Martin Filler replies:

Franz Schulze’s more extensive citation of his assessment of Philip Johnson’s political culpability only reinforces my opinion that the author is insufficiently sensitive to the enormity of Johnson’s transgression, whatever Professor Schulze’s definition of “a potent, heavy-duty villain” might be. As I noted in my review, the comparisons between Johnson’s work of the 1960s and Nazi architecture were made by the architecture critic Charles Jencks, and far from representing “an unsubstantiated subjective assertion,” those affinities are supported by direct visual analysis.
Johnson, as Professor Schulze points out in his book, has a sometimes elastic notion of truth. Thus, although Johnson told Professor Schulze otherwise, the architect said to me in a 1988 interview that “perhaps my greatest accomplishment was getting Mies to this country.”* Given Professor Schulze’s statement that “according to Marga Barr and Philip, Alfred on his own thought of the same name” for the International Style, it seems fair to say that Alfred Barr named it. Even though Walter Gropius wrote a 1925 book called Internationale Architektur, and the term “International Style” had been used previously by art historians to characterize one tendency in fifteenth-century European painting, its best-known application can be traced directly to Barr’s decision, as director of the Museum of Modern Art, to use it for the 1932 exhibition.

The price of Johnson’s own house in Cambridge was indeed quite high for 1942: Frank Lloyd Wright’s comparably sized Goetsch-Winkler house of 1939-1940 in Okemos, Michigan, cost just under $6,600. Cost is always relative to one’s means, and Johnson was then a rich man. In Hilary Lewis and John O’Connor’s Philip Johnson: The Architect in His Own Words, the architect says, “It was a little expensive. In those days, of course, it seemed like nothing…. The house, believe it or not, is prefabricated. This very tricky system worked all right, it just cost about twice what stud walls would have cost…. The most expensive way you could possibly imagine building.”

The surprising naiveté Professor Schulze demonstrates throughout his book is underscored by his characterization of my contrasts between Johnson and Louis Kahn as biblical (I think he means Jacob and Esau—“Esau my brother is a hairy man, and I am a smooth man”—not Moses and Aaron) and simultaneously suitable for a Disney scenario. In fact, it is precisely through personal presentation that many Establishment architectural commissions are decided. No, Johnson does not deserve “to be scorned for having been born to privilege,” and I do not believe I did so, but his dilatory professional practice during the first decade of his career shows little evidence, in architecture at least, of “his legendary energy.”

Professor Schulze does indeed mention Kahn six times, though his cursory treatment of the preeminent American architect of Johnson’s generation in a book of over four hundred pages does merit my phrase “only in passing.” Kahn is so generally accepted as the leading figure of the period by most architectural historians that in an essay on Johnson more extensive pleading on Kahn’s behalf seemed to me beside the point.

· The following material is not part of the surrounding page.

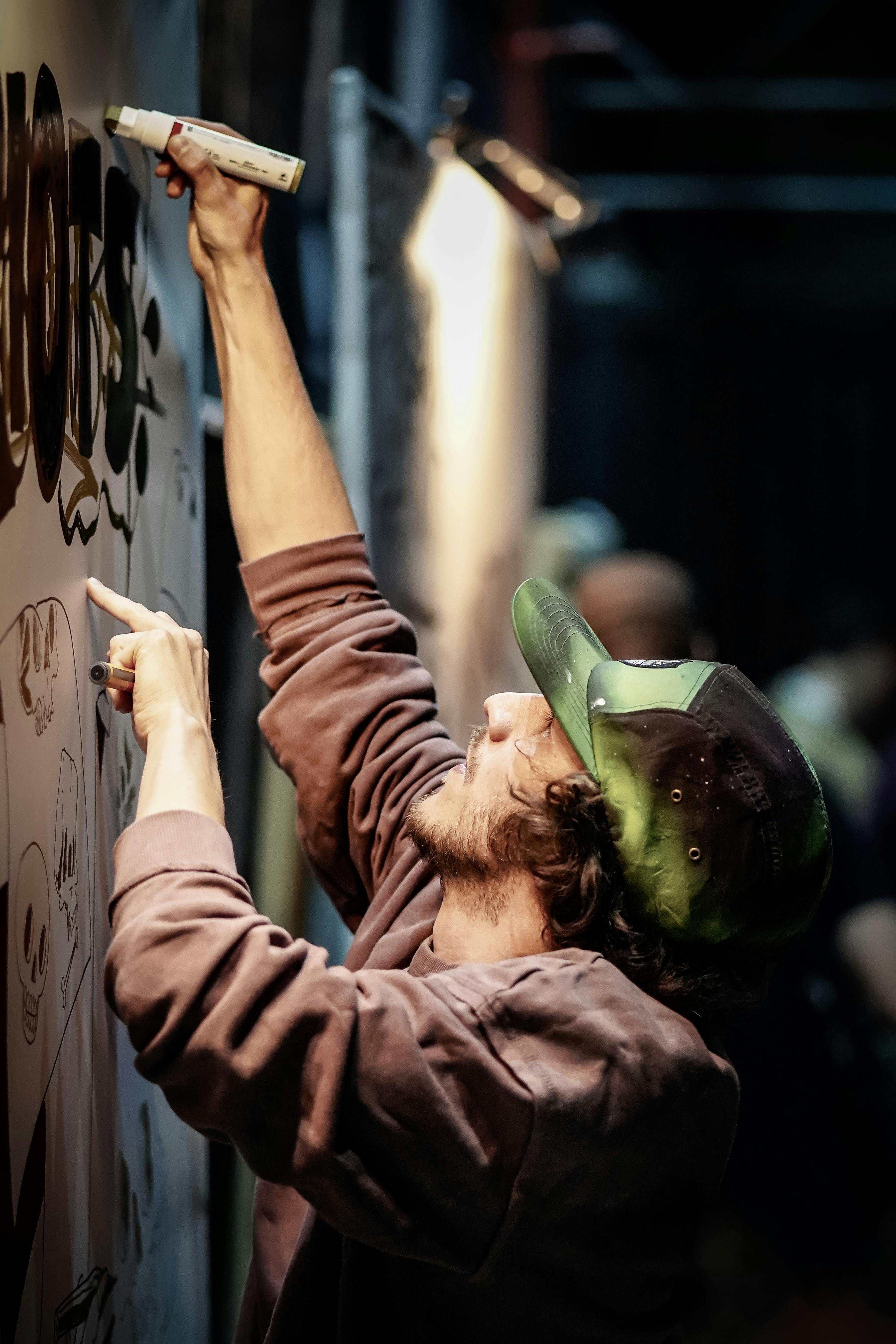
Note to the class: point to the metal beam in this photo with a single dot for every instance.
(796, 193)
(799, 95)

As high-minded and reminiscent of Kahn as Johnson’s statements about architecture may have been (though Professor Schulze here chooses not to quote them), Johnson’s actions to me speak louder than words.

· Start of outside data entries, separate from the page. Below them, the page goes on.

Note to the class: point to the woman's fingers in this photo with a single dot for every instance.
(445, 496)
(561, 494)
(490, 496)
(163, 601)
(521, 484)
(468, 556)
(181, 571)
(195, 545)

I, for one, do not consider Johnson’s homosexuality to be “amoral,” or even immoral. What I found embarrassing was not Johnson’s descriptions of his sex life but rather Professor Schulze’s writing. Finally, I did praise Johnson’s considerable contributions to the arts and acknowledge his significant role in late-twentieth-century American culture. It is a pity, however, that his first biographer was not up to capturing that “complicated and fascinating piece of humanity” with the subtlety, sophistication, and moral insight that the subject requires.